Roots of the Next Financial Crisis: The Last One’s Veterans Give Views
The following is an excerpt from Reuters' Financial Regulation Forum blog. Read the original article in its entirety here.
There is a general consensus that the next financial crisis will follow the familiar arc of bubble, falling asset values, a run, credit/liquidity crunch, finger-pointing, new regulation, financial innovation, and unintended consequences for both regulation and innovation. There is less consensus about the where, when, how, and why.
Perceived risks range from disruptive financial technologies and shadow banking to political turmoil in Brazil and economic weakness in China.
I asked experts including policy veterans of the last crisis for their thoughts on the near-term probability of another one, including their views on sources of risk listed below. Their responses, which reflect their own views and not necessarily the views of the organizations that they work for, are set out below this list.
Gaurav Vasisht, Director of Financial Regulation, the Volcker Alliance; Executive Deputy Superintendent of the Banking Division of the New York State Department of Financial Services (2012 – 2013).

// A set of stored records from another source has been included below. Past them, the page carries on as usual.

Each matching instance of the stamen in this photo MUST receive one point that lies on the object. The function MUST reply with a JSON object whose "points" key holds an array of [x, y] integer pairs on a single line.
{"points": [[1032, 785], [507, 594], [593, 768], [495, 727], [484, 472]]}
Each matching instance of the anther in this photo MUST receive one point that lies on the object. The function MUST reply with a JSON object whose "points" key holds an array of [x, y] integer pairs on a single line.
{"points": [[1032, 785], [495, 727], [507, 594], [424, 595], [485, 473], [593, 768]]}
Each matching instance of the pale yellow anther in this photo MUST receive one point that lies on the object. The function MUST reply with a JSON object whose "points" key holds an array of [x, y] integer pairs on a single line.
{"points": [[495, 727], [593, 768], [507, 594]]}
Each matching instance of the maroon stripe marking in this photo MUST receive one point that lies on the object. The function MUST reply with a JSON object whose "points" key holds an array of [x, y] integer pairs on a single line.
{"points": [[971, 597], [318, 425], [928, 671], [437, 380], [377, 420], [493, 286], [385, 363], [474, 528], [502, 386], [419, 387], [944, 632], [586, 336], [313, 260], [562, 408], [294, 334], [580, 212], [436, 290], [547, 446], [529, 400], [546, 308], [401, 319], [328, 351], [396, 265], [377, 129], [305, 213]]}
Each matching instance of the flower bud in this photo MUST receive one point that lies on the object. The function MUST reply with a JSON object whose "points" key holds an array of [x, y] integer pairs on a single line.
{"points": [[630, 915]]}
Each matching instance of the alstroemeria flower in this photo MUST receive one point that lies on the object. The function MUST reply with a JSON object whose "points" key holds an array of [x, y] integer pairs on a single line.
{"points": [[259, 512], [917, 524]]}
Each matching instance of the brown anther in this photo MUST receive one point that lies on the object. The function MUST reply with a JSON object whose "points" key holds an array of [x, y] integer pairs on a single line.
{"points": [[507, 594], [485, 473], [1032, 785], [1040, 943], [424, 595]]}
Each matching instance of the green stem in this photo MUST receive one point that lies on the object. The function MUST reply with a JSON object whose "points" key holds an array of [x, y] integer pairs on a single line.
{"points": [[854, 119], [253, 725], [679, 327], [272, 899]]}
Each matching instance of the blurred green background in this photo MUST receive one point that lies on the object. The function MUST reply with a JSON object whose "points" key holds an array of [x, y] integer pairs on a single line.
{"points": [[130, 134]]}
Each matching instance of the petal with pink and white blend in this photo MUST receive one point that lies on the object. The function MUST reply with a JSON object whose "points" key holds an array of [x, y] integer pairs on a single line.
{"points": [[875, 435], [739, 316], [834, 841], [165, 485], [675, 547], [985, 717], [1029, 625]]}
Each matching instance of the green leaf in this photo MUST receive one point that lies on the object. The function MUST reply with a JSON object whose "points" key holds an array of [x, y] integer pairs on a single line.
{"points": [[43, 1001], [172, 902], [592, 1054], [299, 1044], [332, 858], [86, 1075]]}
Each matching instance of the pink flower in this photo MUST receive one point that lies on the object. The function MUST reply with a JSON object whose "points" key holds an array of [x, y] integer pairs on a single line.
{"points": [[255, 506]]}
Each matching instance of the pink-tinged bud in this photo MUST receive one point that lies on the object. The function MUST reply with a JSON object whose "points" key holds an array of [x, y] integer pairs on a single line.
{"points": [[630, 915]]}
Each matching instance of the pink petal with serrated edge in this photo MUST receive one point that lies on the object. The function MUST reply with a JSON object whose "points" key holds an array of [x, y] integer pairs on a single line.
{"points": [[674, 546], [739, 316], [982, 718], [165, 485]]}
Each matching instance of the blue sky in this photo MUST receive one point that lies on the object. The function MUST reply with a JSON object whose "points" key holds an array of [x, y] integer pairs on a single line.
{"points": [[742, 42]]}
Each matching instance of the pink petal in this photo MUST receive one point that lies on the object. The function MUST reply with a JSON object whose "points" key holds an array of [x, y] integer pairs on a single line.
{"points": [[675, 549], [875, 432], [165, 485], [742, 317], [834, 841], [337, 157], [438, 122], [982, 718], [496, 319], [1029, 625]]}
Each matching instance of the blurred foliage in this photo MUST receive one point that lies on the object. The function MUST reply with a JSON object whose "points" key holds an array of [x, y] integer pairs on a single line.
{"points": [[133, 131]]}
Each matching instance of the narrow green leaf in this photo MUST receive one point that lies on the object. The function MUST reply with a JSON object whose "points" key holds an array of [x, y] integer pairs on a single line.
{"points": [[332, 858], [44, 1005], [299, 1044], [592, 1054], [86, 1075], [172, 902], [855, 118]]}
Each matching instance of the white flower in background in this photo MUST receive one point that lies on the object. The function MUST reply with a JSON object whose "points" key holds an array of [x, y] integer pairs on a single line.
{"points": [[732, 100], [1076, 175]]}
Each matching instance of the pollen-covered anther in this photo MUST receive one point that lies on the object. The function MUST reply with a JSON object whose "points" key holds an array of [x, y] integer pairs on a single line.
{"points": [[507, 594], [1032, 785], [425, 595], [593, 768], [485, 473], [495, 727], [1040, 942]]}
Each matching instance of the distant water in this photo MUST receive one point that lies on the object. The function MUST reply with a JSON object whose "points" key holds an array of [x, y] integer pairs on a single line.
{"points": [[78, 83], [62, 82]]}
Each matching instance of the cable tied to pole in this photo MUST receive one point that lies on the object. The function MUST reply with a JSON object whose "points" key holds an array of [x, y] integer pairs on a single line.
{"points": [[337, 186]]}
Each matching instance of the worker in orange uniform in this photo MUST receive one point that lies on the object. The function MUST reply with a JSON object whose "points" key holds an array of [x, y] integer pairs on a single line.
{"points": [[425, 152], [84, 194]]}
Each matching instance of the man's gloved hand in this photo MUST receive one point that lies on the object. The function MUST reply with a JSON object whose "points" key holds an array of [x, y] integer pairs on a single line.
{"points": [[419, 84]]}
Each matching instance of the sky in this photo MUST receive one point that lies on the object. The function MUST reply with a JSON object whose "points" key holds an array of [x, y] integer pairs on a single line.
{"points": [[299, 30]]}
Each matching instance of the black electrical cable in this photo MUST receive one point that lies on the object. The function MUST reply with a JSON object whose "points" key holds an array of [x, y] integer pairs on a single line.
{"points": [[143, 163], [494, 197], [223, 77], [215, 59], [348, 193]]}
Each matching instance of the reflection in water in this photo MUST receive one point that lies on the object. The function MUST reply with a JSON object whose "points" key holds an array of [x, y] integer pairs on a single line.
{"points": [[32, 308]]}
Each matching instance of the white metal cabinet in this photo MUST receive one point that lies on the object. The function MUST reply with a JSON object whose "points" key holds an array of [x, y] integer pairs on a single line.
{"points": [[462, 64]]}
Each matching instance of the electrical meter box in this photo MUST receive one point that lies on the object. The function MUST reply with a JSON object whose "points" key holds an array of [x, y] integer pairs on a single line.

Eight years following the onset of the crisis the risk of runs and fire sales remains all too real. A fundamental reason why is that financial institutions without access to the bank safety net and which operate outside the strictures of prudential regulation remain heavily reliant on runnable short term funding techniques to finance their long term assets.
This funding structure introduces in the markets the risk of runs that plagued depository institutions before deposit insurance. Given the increasing interconnectedness of the markets, including through central clearing counterparties and investment vehicles, the failure or stress of a large market participant can be transmitted astonishingly rapidly throughout the system, possibly leading to cascading market-wide failures.
Compounding matters, our regulatory framework itself remains a problem. It deprives regulators of a comprehensive understanding of the risks in the system and the tools necessary to mitigate those risks. As an example, the Federal Reserve, which has a mandate for financial stability lacks reach into systemically important parts of the financial markets, while the SEC and CFTC, which may have the reach appear to not have a stability mandate. This makes implementation of financial stability policy difficult to achieve.